Hard rule — invalid framework deferrals.
| ❌ Not a valid reason to defer | ✅ Valid reason to defer |
|---|
| "Larger change than fits this pass" | Code-commented or CLAUDE.md/AGENTS.md-documented local override that intentionally diverges from the framework convention |
| "Marginal benefit / leaving as-is" | Breaking change with multiple migration paths that need user input |
| "Per-tool refactor — worth doing as a focused follow-up" | Feature genuinely doesn't apply (the surface doesn't exist in this server) |
| "Existing helper has rich domain messages we'd lose" | — (port the messages onto the framework path) |
| "Skill was synced, the file change is the adoption" | — (the file copy is the trigger; the adoption is applying the new guidance to the code) |
If you find yourself writing the left-column phrasing in Step 8's "Open decisions", stop and adopt it instead. Cost/benefit reasoning belongs to third-party changes only.
Third-party library changes — default cost/benefit.
- Read the changelog findings from Step 3, assess impact against actual call sites in
src/.
- Adopt when the change is a clear win (performance, correctness, removed deprecation warning, smaller surface).
- Skip when marginal — a new convenience API isn't a reason to touch working code.
- If the library added a feature the server could use, note it but don't refactor speculatively.
7. Rebuild and verify
bun run rebuild
bun run devcheck
bun run test
rebuild (clean + build) catches API surface and type-alignment issues that devcheck alone may miss — module resolution, path aliases, post-build processing. devcheck includes bun audit and bun outdated, so no separate audit step is needed.
In Mode B, the user already ran rebuild + test before invoking this skill, but run them again here — Step 6 made code changes that need re-verification.
Fix anything that fails. Re-run until clean.
Transitive advisory triage. If bun audit (inside devcheck) reports a vulnerability in a transitive dep, run bun run audit:refresh before treating it as real. Bun's bun update is sticky on transitive resolutions — it keeps lockfile entries even when a parent's range allows a newer patched version. audit:refresh deletes bun.lock, reinstalls, and re-audits; if the advisory disappears, it was a stale-lockfile false positive (commit the refreshed lockfile). If it survives, it's real — patch via package.json overrides or nudge upstream.
8. Summary
Present a concise numbered summary to the user:
- Updated packages — short list with version deltas (N total)

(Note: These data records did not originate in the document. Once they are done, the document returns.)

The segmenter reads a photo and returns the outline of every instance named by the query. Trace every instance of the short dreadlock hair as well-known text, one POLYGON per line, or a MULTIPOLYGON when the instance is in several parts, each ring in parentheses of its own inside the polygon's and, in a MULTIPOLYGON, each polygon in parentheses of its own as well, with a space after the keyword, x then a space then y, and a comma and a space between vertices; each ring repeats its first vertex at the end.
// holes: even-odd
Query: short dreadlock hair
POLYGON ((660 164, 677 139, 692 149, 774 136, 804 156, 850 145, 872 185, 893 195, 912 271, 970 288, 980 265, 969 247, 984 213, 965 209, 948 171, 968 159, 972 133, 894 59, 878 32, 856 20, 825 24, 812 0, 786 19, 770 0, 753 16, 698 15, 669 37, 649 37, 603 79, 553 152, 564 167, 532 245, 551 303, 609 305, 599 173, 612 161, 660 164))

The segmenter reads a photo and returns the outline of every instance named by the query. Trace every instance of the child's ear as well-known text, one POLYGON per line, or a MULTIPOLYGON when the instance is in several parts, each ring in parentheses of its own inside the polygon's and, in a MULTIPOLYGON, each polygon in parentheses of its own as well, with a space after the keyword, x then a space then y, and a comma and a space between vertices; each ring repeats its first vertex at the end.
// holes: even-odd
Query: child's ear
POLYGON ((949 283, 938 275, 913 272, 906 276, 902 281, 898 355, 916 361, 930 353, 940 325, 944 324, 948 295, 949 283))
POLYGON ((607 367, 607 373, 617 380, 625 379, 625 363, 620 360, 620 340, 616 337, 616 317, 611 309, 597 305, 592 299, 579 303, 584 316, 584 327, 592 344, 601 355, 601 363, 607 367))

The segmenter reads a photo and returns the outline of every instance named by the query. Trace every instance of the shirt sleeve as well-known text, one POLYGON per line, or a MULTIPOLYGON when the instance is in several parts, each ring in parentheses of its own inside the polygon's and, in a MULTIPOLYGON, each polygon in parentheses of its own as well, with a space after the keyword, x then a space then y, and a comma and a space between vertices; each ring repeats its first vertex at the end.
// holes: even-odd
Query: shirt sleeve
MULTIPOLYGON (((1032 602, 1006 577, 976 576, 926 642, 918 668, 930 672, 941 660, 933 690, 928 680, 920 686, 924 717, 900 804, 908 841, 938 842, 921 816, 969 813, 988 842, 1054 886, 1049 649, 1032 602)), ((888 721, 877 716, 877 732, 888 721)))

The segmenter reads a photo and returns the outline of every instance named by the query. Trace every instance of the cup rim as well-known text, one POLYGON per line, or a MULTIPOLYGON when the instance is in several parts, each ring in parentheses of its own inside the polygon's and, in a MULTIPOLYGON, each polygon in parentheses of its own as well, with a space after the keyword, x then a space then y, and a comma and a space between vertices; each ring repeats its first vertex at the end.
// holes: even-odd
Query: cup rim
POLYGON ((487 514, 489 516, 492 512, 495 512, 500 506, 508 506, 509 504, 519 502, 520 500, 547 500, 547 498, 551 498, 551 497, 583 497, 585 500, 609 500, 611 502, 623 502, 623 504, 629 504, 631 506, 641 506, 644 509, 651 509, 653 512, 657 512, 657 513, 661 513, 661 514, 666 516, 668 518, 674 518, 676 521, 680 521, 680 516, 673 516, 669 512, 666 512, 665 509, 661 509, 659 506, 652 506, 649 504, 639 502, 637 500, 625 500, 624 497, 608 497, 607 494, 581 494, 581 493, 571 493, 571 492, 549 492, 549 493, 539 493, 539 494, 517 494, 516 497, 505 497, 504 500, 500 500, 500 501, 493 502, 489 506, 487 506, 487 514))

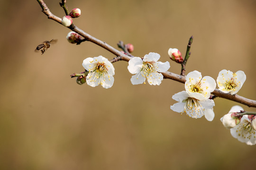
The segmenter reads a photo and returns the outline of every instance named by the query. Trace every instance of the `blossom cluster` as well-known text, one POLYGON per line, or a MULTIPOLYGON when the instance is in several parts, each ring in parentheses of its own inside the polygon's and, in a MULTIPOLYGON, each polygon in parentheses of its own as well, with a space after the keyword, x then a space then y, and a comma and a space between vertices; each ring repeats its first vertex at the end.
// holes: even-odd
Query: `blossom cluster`
MULTIPOLYGON (((71 32, 67 36, 71 42, 79 38, 75 33, 71 32), (73 39, 72 37, 74 38, 73 39)), ((168 54, 170 59, 177 63, 183 61, 181 53, 176 49, 170 49, 168 54)), ((163 80, 161 73, 167 71, 170 67, 168 61, 158 61, 160 58, 160 55, 155 52, 150 52, 143 58, 132 57, 128 66, 129 72, 134 74, 130 79, 131 83, 146 84, 146 80, 150 85, 160 85, 163 80)), ((105 88, 113 85, 115 68, 108 59, 101 56, 88 58, 83 60, 82 65, 87 74, 83 78, 77 79, 79 84, 86 82, 92 87, 101 85, 105 88)), ((219 72, 216 84, 213 78, 209 76, 202 77, 201 73, 194 70, 189 73, 185 79, 185 90, 172 96, 178 102, 171 106, 170 109, 182 114, 185 113, 192 118, 200 118, 204 116, 207 120, 212 121, 215 116, 213 109, 215 103, 210 95, 215 90, 216 85, 222 92, 234 95, 241 89, 246 76, 242 71, 233 73, 223 69, 219 72)), ((221 119, 221 121, 225 127, 230 128, 233 137, 247 144, 255 144, 256 116, 240 116, 237 113, 242 110, 242 108, 236 106, 221 119)))
POLYGON ((241 106, 233 106, 220 121, 225 127, 230 129, 233 137, 248 145, 254 145, 256 144, 256 116, 238 114, 243 111, 241 106))

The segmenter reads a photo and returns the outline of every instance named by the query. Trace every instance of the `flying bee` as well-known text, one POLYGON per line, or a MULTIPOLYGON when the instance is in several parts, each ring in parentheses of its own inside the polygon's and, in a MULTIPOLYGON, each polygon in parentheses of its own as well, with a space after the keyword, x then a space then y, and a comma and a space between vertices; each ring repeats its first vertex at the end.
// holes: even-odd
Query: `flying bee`
POLYGON ((56 43, 57 41, 58 41, 58 40, 57 39, 52 39, 50 41, 44 41, 42 43, 37 45, 37 48, 36 49, 36 50, 35 50, 35 51, 37 52, 40 50, 41 52, 42 52, 42 54, 43 54, 47 50, 47 49, 50 48, 51 43, 53 44, 56 43))

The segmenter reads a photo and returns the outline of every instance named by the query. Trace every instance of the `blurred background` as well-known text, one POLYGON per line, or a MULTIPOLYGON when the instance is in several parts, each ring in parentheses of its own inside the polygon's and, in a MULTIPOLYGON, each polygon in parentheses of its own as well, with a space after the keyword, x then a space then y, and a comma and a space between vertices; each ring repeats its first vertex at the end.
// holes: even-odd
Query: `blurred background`
MULTIPOLYGON (((64 15, 58 0, 45 2, 64 15)), ((80 85, 70 75, 83 71, 82 60, 109 51, 90 42, 76 45, 70 30, 47 19, 37 0, 1 0, 0 19, 0 169, 253 169, 256 146, 234 138, 219 121, 239 104, 214 100, 215 117, 193 119, 170 109, 182 84, 133 85, 128 63, 114 63, 115 82, 80 85), (45 54, 37 45, 57 39, 45 54)), ((185 55, 194 41, 186 73, 197 70, 216 79, 223 69, 243 70, 247 79, 238 94, 256 100, 256 2, 254 0, 67 0, 78 27, 117 48, 132 43, 132 53, 150 52, 169 61, 167 51, 185 55)), ((255 108, 242 106, 248 111, 255 108)))

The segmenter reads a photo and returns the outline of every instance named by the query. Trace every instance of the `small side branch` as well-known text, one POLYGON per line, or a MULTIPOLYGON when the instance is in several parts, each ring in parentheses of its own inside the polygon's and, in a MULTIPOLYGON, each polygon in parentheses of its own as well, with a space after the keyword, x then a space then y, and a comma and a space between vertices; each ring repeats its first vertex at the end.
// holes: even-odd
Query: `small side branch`
POLYGON ((62 2, 60 2, 60 5, 61 7, 63 8, 64 11, 65 11, 65 14, 66 15, 69 15, 69 13, 68 12, 68 8, 66 5, 66 0, 62 0, 62 2))
POLYGON ((193 42, 193 37, 192 35, 189 39, 189 43, 187 47, 187 51, 186 52, 186 56, 185 56, 185 59, 184 59, 184 61, 182 64, 182 71, 181 73, 181 75, 184 76, 185 72, 186 71, 186 64, 187 63, 187 61, 188 60, 189 57, 190 57, 190 54, 191 52, 190 52, 190 47, 191 47, 191 44, 193 42))

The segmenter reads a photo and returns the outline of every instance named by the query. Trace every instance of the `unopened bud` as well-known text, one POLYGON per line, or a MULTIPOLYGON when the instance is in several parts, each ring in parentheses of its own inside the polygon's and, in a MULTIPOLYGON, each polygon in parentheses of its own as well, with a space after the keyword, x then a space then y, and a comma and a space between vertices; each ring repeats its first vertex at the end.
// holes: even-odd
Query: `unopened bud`
POLYGON ((183 60, 182 57, 182 54, 178 49, 170 48, 168 51, 168 54, 172 60, 178 63, 183 62, 183 60))
POLYGON ((82 39, 82 37, 80 35, 73 31, 68 33, 66 38, 68 41, 72 43, 78 43, 82 39))
POLYGON ((78 17, 81 15, 81 10, 79 8, 74 8, 72 9, 69 15, 73 18, 78 17))
POLYGON ((251 126, 253 130, 256 130, 256 116, 253 117, 251 126))
POLYGON ((133 51, 133 50, 134 50, 134 47, 133 47, 133 45, 129 43, 126 44, 126 48, 127 48, 127 50, 128 50, 128 52, 131 53, 133 51))
POLYGON ((240 123, 241 117, 238 116, 236 113, 229 113, 225 114, 220 119, 224 127, 231 128, 235 127, 240 123))
POLYGON ((65 26, 69 26, 72 24, 73 21, 70 16, 64 16, 61 20, 61 24, 65 26))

- Breaking changes handled — call sites fixed
- Features adopted — new framework APIs now in use
- Skills synced — added/updated with versions (Phase A) and agent directories refreshed (Phase B)
- New/changed skills available — skills that appeared in Phase A for the first time or had materially-changed step sequences. Frame as "consider running when the time is right" rather than immediate actions; the user decides when to invoke them.
- Open decisions — genuinely ambiguous items only. Valid: breaking changes with multiple migration paths needing user input, framework changes that conflict with a code-commented or
CLAUDE.md/AGENTS.md-documented local override, third-party adoptions where cost/benefit is close. Not valid: framework adoptions deferred for scope, effort, or marginal-benefit reasoning — those were already adopted in Step 6 and belong under "Features adopted." If this section is empty, that's the expected outcome of a clean framework upgrade.